Kejelasan tersebut, imbuh dia, terkait apakah proyek Meikarta akan dilanjutkan atau dihentikan. Sebab, menurut Tulus, operasi tangkap tangan (OTT) KPK yang ikut menyeret Direktur Operasional Lippo Group Billy Sindoro menimbulkan kekhawatiran konsumen atas keberlanjutan pembangunan Meikarta.
Tulus menilai, jika proyek Meikarta dihentikan akibat perizinan yang belum atau tidak beres, negara perlu hadir dalam kasus ini. “Ini untuk menjamin hak-hak keperdataan konsumen yang sudah telanjur melakukan transaksi pembelian,” ujar Tulus.

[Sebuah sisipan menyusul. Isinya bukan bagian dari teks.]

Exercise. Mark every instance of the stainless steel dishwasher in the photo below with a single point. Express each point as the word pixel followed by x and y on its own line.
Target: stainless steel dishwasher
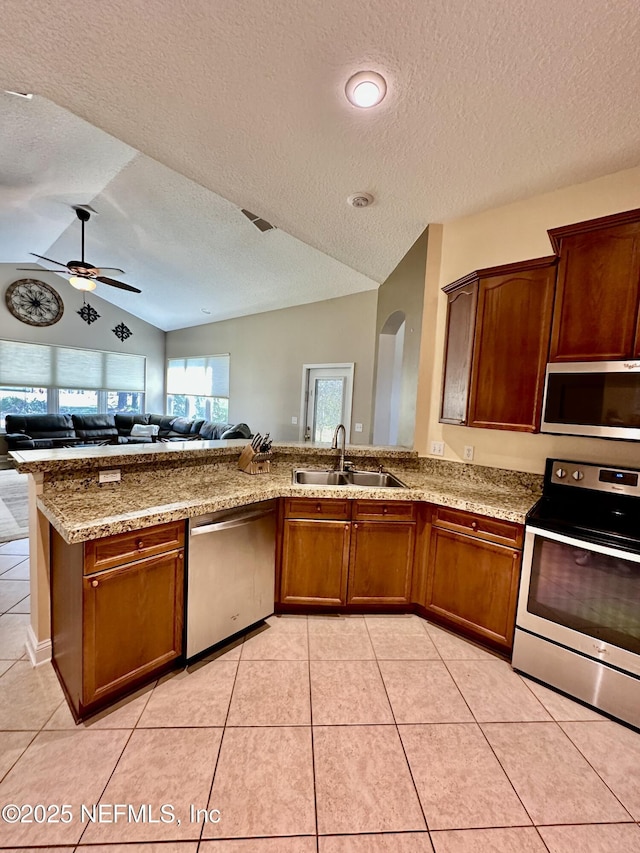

Dia menganggap kasus Meikarta saat ini merupakan kegagalan negara dalam melakukan pengawasan. Menurut dia, YLKI sejak awal telah memberikan public warning agar masyarakat tidak melakukan transaksi apapun terkait proyek Meikarta.
Berdasarkan data Bidang Pengaduan YLKI pada 2018, pengaduan masalah properti adalah yang paling banyak. Dia mengatakan, 43 persen dari pengaduan properti tersebut melibatkan konsumen Meikarta yang berjumlah 11 kasus.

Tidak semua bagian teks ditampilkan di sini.